Everyone in the car segment wants to have a larger chunk of the SUV pie which now accounts for 40% of the passenger vehicle segment. This space will quickly overcrowd due to new launches and upgrades. Pent-up demand will reduce as we advance. Stiffer competition would mean more models chasing the same customers. I feel that the SUV segment, currently a sellers' market (higher-wait period), would turn into a buyers' market.

No Clearly Defined EV Strategy 

Many listed players do not seem to have a proper EV strategy. Also, EVs as a sector are still evolving in terms of technology. Therefore, there is a high probability that IC engine leaders may not be leaders in the EV segment. This could create a lot of headwinds for the incumbent-listed players. As a result, the market will give a higher premium to those companies that can move quickly from IC engines to EVs.

Have a Stock-Specific Approach

I believe the way to invest in the auto industry is to adopt a stock-specific approach. So, while the sector has done very well until now, it may not sustain the rally. One needs to take a stock-specific approach. Wrong selection could impact your profitability severely.

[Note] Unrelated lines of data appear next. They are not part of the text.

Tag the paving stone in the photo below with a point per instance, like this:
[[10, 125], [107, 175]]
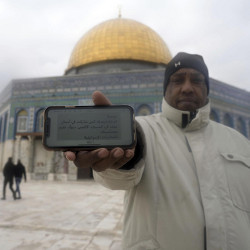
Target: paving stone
[[62, 215]]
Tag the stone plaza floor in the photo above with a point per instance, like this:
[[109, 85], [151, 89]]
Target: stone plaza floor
[[61, 215]]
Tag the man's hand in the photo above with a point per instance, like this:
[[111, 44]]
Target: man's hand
[[101, 159]]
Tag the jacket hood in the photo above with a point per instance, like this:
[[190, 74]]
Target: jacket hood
[[185, 119]]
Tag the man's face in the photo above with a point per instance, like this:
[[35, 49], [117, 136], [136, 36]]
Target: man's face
[[186, 90]]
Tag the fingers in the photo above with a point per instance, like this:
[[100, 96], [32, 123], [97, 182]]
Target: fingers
[[70, 156], [117, 158], [100, 99], [87, 159], [101, 159]]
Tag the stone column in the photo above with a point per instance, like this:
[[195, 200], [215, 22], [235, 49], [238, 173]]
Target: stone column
[[30, 166]]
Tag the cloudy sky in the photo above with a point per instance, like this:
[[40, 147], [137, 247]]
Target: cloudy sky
[[38, 36]]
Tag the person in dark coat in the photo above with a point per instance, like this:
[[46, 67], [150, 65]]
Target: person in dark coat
[[8, 172], [19, 173]]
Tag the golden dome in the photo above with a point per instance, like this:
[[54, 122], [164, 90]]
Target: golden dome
[[118, 39]]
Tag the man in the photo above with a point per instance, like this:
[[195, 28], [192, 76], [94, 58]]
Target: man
[[19, 173], [8, 172], [187, 181]]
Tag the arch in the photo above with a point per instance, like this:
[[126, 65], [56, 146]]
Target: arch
[[249, 129], [22, 121], [39, 121], [240, 126], [4, 126], [143, 110], [214, 116], [1, 119], [228, 120]]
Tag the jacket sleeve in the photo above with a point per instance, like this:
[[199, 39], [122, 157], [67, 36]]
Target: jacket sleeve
[[123, 179]]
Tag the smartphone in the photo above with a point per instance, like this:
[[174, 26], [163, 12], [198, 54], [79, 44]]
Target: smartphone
[[78, 128]]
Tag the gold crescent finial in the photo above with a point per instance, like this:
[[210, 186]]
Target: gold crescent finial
[[120, 11]]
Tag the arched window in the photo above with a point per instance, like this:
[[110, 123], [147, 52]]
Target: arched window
[[1, 128], [39, 121], [22, 121], [228, 120], [144, 110], [249, 130], [214, 116], [240, 126]]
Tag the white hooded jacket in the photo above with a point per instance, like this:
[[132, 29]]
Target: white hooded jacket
[[191, 189]]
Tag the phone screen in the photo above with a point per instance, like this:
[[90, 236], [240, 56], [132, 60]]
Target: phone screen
[[89, 127]]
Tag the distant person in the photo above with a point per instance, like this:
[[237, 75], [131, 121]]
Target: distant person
[[8, 172], [19, 173]]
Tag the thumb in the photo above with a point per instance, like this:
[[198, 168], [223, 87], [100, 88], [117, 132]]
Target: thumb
[[100, 99]]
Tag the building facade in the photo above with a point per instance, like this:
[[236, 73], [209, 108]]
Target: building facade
[[120, 57]]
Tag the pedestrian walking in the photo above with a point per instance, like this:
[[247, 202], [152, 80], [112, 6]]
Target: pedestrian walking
[[19, 172], [8, 172]]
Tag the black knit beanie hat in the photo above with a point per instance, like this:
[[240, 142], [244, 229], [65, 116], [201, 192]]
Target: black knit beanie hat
[[185, 60]]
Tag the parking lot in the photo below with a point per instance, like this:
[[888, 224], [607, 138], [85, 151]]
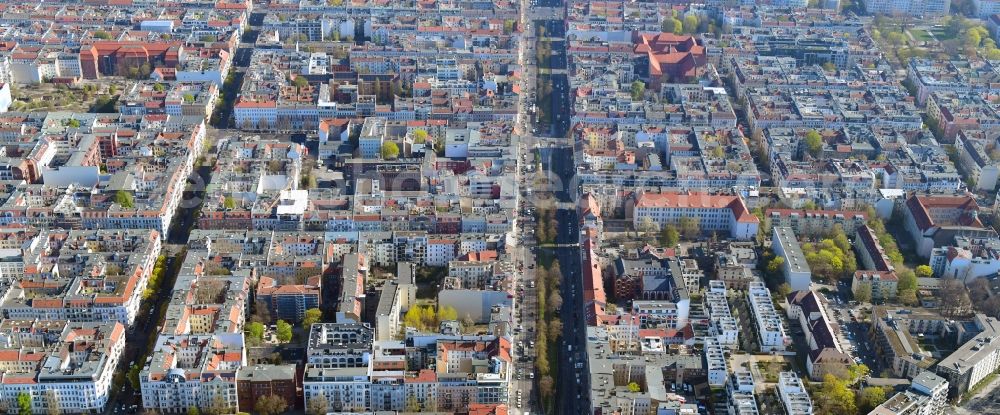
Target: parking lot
[[849, 321]]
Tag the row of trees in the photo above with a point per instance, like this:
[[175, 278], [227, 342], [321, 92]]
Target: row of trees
[[831, 258], [266, 405], [689, 24], [838, 394], [548, 327], [282, 329]]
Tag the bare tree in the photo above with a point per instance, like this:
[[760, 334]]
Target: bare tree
[[954, 298]]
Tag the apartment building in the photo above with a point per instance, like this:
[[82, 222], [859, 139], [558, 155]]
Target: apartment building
[[770, 333], [927, 395], [712, 212], [794, 397], [67, 363], [795, 268]]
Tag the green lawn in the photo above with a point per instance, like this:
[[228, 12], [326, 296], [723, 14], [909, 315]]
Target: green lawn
[[939, 33], [921, 35]]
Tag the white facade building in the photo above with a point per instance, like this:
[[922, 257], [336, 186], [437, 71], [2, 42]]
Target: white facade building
[[770, 334]]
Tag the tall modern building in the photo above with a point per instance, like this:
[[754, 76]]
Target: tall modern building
[[916, 8]]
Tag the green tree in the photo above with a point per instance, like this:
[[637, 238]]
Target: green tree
[[638, 88], [872, 397], [284, 331], [907, 280], [318, 405], [689, 227], [672, 25], [857, 372], [428, 317], [908, 297], [312, 316], [412, 318], [23, 404], [924, 271], [419, 136], [669, 236], [133, 376], [690, 24], [124, 199], [390, 150], [835, 397], [270, 405], [814, 143], [255, 330], [447, 313], [863, 293], [52, 403]]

Remember, each company within the auto space has different business dynamics. What holds good for the EVs may not be suitable for cars and what works for motorcycles may not apply to scooters. Hence, having a general auto-sector view may not help.

(Disclaimer: The views/suggestions/advice expressed here in this article are solely by investment experts. Zee Business suggests its readers to consult with their investment advisers before making any financial decision.)